Tradition placed the classroom at the center of a child’s learning environment.
But that era has long gone what with various platforms and venues for children to learn and grow their knowledge and skills beyond the typical classroom arrangement.
A growing trend in the Philippines is homeschooling where children need not be confined in the four walls of the classroom for them to learn.
The model turns the responsibility back to the parents, who would really put in the time to teach their children and become teachers themselves.
In the Philippines, Homeschool Global president Edric Mendoza puts the number of homeschoolers at 10,000–3,000 of which are independent homeschoolers (whose parents do their own research and teach their children) and around 7,000 are enrolled homeschoolers (which means that they are connected with a homeschool service provider who gives them modules to guide them in teaching their children).
“The stereotype in terms of homeschooling in the Philippines is that it’s only for children with special needs or those who are sick or… for artistas (celebrities). We’d like to change that. Homeschooling is not here to replace the current educational system. It presents an alternative for families to be better involved in their children’s learning,” said Mendoza, father of five homeschooled children.
Homeschool Global recently held a press conference to announce the opening of the Cebu Hub, a venue where parents can meet and share “notes” on their homeschooling journey.
The group is also holding a series of homeschooling conference to be kicked off in Cebu on Nov. 12.
Mendoza and Cebu-based parents shared five reasons why they chose to homeschool their children and why Filipino families should also consider this option:
When Steve Si decided to homeschool his daughters, Shaina (10) and Sheena (15) four years ago, he knew that the world will be their classroom. He saw his daughters grow to be independent learners and are well-adjusted to kids of all ages.

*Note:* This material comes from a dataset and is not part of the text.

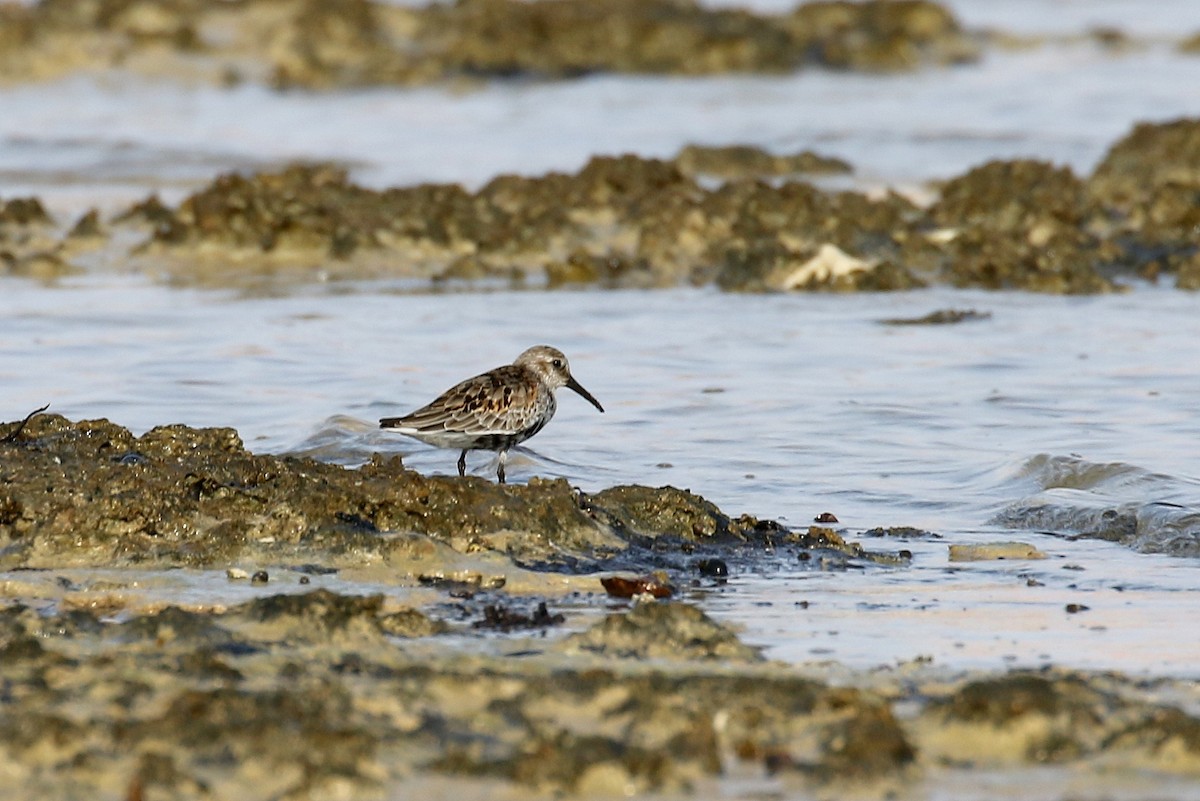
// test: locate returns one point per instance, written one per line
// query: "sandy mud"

Sheena showed interest in fashion design so Steve enrolled her at the Fashion Institute of Design and Arts Cebu. “She excelled there. I can really see that she loves to learn,” said Steve.

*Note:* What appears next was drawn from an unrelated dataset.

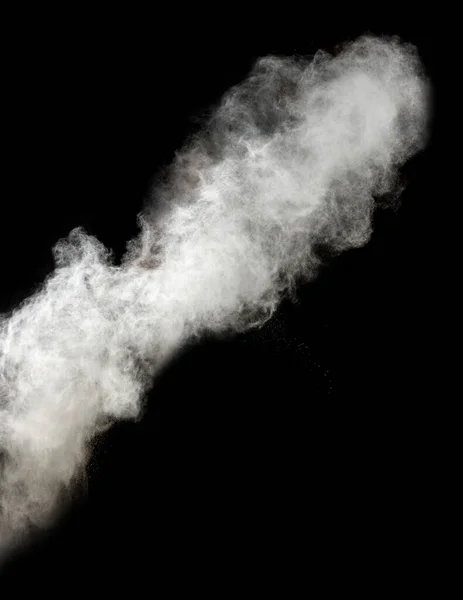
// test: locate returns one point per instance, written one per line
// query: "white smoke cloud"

Family lifestyle Entrepreneurs Jojo and Niña Tiongko find homeschooling as a way of teaching their children Nyito (7) and Manu (5) essential values in their personal and professional relationships.
The couple runs a bakery business and it is their exposure in the field that they can “spot opportunities for learning,” said Niña.
Since the children are homeschooled, Jojo said they can take the children in their travels where they learn better because of hands-on experience. “Homeschooling is very rich in real-life learning,” said Jojo.
No traffic congestion
Mendoza said avoiding traffic congestion in big and growing metropolitan cities is one of the practical reasons why they promote homeschooling. “Why don’t we use that time (we lose because of traffic congestion) to do productive activities with our children?” he said.
Dumanjug Mayor Gungun Gica and wife Shai decided to homeschool their seven-year-old son Hugo. “The decision was fueled by the fact that we would really want to spend more quality time with the children,” said Shai.
She said they also plan to homeschool their two younger children: Kaia (4) and Amia (1). Mendoza agrees noting that homeschooling will really require parents spending more time with their children as the parents serve as teachers.
Homeschooling looks at children’s interest and makes sure that children learn at their own pace with consideration on their learning behavior.
Mae Villarin said it is not difficult for -parents to become their children’s teachers because “education is just really about common sense”. “The purpose of education is to prepare children for life. With homeschooling, we’d like to see them pursue their passion and learn what they can do best at an early age,” she said.